Proving if $a$ is not a multiple of prime $p$, then an integer $b$ exists such that $p^b - 1$ is a multiple of $a$ I tried many approaches but none of them really worked I treated $p^b-1$ as a Geometric progression but it didn't work and that is about as far as I have been able to go I have no clue how to move forward
 A: In the group $(\mathbb Z_a^*,\times)$ since $p$ isn't a multiple of $a$ then $\gcd(p,a)=1$ and then $\overline p\in  \mathbb Z_a^*$ and let $b=o(\overline p)$ then 
$$\overline p^b=\overline 1\iff p^b-1\equiv 0 \mod a$$
A: Let $(a,m)=1$ and not necessarily prime.

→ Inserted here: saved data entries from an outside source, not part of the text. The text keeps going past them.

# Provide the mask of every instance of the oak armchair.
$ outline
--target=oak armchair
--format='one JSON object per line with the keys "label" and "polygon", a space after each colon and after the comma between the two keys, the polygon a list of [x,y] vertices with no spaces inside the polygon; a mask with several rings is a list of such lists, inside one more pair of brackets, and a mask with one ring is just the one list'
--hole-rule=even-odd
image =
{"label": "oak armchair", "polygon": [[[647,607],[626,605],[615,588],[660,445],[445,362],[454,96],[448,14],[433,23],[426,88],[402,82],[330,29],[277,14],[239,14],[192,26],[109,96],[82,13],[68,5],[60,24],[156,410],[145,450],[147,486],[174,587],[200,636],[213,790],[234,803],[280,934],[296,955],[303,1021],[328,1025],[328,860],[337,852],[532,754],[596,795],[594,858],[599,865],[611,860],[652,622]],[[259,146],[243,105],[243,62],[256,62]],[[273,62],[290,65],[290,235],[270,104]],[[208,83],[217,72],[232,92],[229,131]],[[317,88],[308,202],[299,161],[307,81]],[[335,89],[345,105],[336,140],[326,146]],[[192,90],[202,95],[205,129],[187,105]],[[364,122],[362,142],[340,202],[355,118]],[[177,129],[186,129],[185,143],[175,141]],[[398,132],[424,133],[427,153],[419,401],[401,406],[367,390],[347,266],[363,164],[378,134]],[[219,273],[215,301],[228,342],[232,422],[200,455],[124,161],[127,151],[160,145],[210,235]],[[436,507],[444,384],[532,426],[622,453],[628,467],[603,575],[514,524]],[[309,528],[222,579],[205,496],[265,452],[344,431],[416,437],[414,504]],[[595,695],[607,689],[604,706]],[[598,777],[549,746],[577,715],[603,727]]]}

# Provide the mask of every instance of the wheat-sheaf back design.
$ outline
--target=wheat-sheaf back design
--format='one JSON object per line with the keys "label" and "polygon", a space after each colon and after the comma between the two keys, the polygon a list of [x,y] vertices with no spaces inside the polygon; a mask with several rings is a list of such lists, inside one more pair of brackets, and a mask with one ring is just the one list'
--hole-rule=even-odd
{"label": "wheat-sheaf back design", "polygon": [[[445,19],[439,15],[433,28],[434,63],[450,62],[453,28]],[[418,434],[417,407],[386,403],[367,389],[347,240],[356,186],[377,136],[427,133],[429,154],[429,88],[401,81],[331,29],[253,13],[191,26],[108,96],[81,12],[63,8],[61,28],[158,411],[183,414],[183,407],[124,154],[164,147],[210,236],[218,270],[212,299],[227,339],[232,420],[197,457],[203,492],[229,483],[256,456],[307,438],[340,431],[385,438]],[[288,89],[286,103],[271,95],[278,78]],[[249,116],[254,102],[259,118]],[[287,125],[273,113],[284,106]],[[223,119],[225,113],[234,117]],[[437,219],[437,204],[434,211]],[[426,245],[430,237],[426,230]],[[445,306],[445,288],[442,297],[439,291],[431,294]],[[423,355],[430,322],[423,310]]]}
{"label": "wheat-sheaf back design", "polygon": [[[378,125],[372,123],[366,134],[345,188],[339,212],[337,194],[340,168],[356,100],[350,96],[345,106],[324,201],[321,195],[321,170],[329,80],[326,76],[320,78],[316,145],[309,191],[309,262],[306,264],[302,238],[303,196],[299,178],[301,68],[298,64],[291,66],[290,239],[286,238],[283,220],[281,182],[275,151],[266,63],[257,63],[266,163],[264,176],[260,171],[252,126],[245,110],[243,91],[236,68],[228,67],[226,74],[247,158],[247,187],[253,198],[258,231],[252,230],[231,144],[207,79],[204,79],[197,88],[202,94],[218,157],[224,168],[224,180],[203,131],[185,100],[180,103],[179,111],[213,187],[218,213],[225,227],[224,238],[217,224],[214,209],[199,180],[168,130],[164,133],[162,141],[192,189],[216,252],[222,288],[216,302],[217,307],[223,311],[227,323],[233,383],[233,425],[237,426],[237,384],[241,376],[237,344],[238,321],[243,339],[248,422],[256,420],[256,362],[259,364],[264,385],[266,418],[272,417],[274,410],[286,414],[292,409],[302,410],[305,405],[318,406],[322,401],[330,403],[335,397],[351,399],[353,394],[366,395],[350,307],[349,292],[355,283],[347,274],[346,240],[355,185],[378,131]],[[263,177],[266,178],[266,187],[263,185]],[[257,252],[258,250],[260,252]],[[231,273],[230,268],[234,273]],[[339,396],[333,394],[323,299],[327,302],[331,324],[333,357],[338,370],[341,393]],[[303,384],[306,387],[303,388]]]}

Then by Euler theorem you get :
$$
m^{\phi(a)}\equiv 1 \mod a\implies a\mid m^{\phi(a)}- 1
$$
where $\phi(a)$ is Euler phi function.
When $p$ is a prime and $a$ is not multiple of $p$, then $(a,p)=1$ and you use Euler theorem to say:
$$
p^{\phi(a)}\equiv 1 \mod a \implies a\mid p^{\phi(a)}-1.
$$
Now choose $b=\phi(a)$.

Let me give another more elementary proof of OP. If you have $(a,p)=1$, consider all numbers of the form $p^k$ for $k\in\mathbb N$:
$$
\{p,p^2,p^3,...\}
$$
This is an infinite set. But the remainder of each $p^k$ lies in the set $\{1,...,a-1\}$ which is finite. By Pigeon hole principle, there are $m$ and $n$, different, such that $p^m$ and $p^n$ have the same remainder. Suppose $m>n$. This means:
$$
p^m=q_1a+r, p^n=q_2a+r \implies\\
 p^m-p^n=(q_1-q_2)a \implies a\mid p^m-p^n=p^n(p^{m-n}-1)
$$
But then $(a,p^n)=1$ and hence $a\mid (p^{m-n}-1)$. You can choose $b=m-n$.